Chimeric potyvirus-like particle displaying conserved SARS-CoV-2 spike epitopes
摘要
The emergence of immune-evasive variants of severe acute respiratory syndrome coronavirus-2 (SARS-CoV-2) demonstrates the limitations of first-generation vaccines and underscores the necessity for broadly protective, next-generation vaccines. This study provides a proof-of-concept for a novel vaccine strategy based on the rational design and immunogenic evaluation of Johnsongrass mosaic virus-derived potyvirus-like particles (PVLPs) engineered to display conserved SARS-CoV-2 spike protein epitopes. Three conserved epitopes of the S2 subunit, VQ (991–1005 aa), TQ (1009–1023 aa), and MQ (896–910 aa) were identified through bioinformatic analysis and genetically fused to the N-terminus of the Johnsongrass mosaic virus coat protein. The resulting chimeric PVLPs were expressed and purified from Escherichia coli BL21(DE3) and characterized using SDS-PAGE. High-resolution transmission electron microscopy confirmed the successful assembly of the chimeric PVLPs. Humoral and cell-mediated immune responses to the chimeric PVLPs were assessed in pre-clinical studies. In mouse immunization experiments, the TQ: CP PVLP construct generated potent antibody titers following a single booster dose. The platform also induced a multifaceted cellular immune response, with epitope-dependent polarization of T-helper profiles.

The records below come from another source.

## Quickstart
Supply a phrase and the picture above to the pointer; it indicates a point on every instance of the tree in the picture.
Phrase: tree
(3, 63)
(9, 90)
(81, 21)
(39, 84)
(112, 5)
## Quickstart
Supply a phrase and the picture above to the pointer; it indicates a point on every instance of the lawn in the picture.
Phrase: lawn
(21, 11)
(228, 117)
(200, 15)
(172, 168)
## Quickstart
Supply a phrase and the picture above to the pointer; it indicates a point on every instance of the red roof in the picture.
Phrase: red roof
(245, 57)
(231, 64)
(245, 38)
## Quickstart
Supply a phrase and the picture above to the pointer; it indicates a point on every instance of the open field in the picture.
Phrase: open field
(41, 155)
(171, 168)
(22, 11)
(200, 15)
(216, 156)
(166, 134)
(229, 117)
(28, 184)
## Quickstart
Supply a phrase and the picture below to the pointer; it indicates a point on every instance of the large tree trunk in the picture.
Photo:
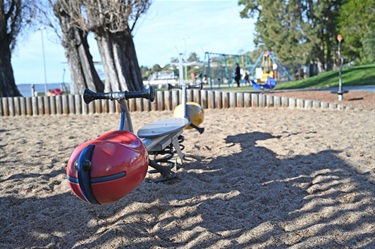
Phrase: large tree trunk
(8, 86)
(81, 65)
(120, 61)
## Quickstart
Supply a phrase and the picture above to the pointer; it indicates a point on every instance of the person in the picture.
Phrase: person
(205, 79)
(246, 78)
(237, 75)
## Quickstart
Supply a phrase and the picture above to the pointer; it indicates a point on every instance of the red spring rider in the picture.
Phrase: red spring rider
(106, 169)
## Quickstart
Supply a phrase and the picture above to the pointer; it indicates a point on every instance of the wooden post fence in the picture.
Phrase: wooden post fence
(165, 100)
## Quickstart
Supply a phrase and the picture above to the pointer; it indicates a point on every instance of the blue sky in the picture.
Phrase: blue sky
(169, 26)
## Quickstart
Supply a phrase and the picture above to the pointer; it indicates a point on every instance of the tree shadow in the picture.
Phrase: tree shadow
(254, 198)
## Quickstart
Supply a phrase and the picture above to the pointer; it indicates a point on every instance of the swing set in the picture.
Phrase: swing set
(218, 68)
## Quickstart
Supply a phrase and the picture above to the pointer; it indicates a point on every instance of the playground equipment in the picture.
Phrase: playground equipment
(218, 68)
(109, 167)
(269, 84)
(267, 66)
(340, 92)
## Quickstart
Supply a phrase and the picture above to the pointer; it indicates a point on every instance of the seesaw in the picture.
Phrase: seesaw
(109, 167)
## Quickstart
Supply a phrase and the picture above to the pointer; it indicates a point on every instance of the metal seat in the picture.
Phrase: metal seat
(162, 127)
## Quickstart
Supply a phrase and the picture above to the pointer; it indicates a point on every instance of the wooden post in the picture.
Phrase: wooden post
(240, 99)
(225, 102)
(324, 105)
(71, 104)
(78, 104)
(218, 100)
(270, 101)
(139, 104)
(292, 103)
(308, 104)
(189, 95)
(146, 105)
(210, 100)
(47, 108)
(247, 99)
(175, 99)
(23, 106)
(167, 100)
(232, 99)
(284, 102)
(204, 103)
(316, 104)
(11, 106)
(34, 106)
(98, 106)
(254, 100)
(5, 106)
(59, 107)
(29, 106)
(40, 105)
(65, 104)
(197, 96)
(333, 106)
(300, 103)
(277, 101)
(262, 100)
(1, 107)
(17, 109)
(160, 100)
(112, 106)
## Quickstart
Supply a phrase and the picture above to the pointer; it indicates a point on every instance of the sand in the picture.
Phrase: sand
(257, 178)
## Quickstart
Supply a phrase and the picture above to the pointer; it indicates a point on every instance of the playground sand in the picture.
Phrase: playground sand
(257, 178)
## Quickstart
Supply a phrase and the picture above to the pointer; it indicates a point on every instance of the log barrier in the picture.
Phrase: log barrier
(165, 100)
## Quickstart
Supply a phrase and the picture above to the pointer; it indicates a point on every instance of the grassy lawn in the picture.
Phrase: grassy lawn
(352, 76)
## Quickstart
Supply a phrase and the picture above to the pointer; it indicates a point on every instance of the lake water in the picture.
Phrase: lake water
(25, 89)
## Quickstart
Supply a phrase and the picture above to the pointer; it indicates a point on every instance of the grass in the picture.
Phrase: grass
(351, 76)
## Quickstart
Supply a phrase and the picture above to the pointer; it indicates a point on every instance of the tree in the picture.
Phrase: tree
(15, 15)
(193, 57)
(298, 31)
(112, 23)
(357, 25)
(76, 46)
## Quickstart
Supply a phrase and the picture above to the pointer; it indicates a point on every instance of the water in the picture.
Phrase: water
(25, 89)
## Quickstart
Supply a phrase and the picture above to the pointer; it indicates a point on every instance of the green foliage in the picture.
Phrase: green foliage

Specifically, the VQ: CP and MQ: CP PVLPs elicited a robust Th1-skewed response, characterized by high IFN-γ and low IL-4 levels. A mixed PVLP formulation produced a balanced Th1/Th2 response, demonstrating the capacity to tailor immune polarization through rational epitope selection. Immunization studies in mice showed that the chimeric PVLPs induced stronger humoral and cell-mediated immune responses compared to wild-type PVLP. These results establish the JGMV PVLP platform as a promising approach for developing a pan-coronavirus vaccine that displays conserved SARS-CoV-2 epitopes.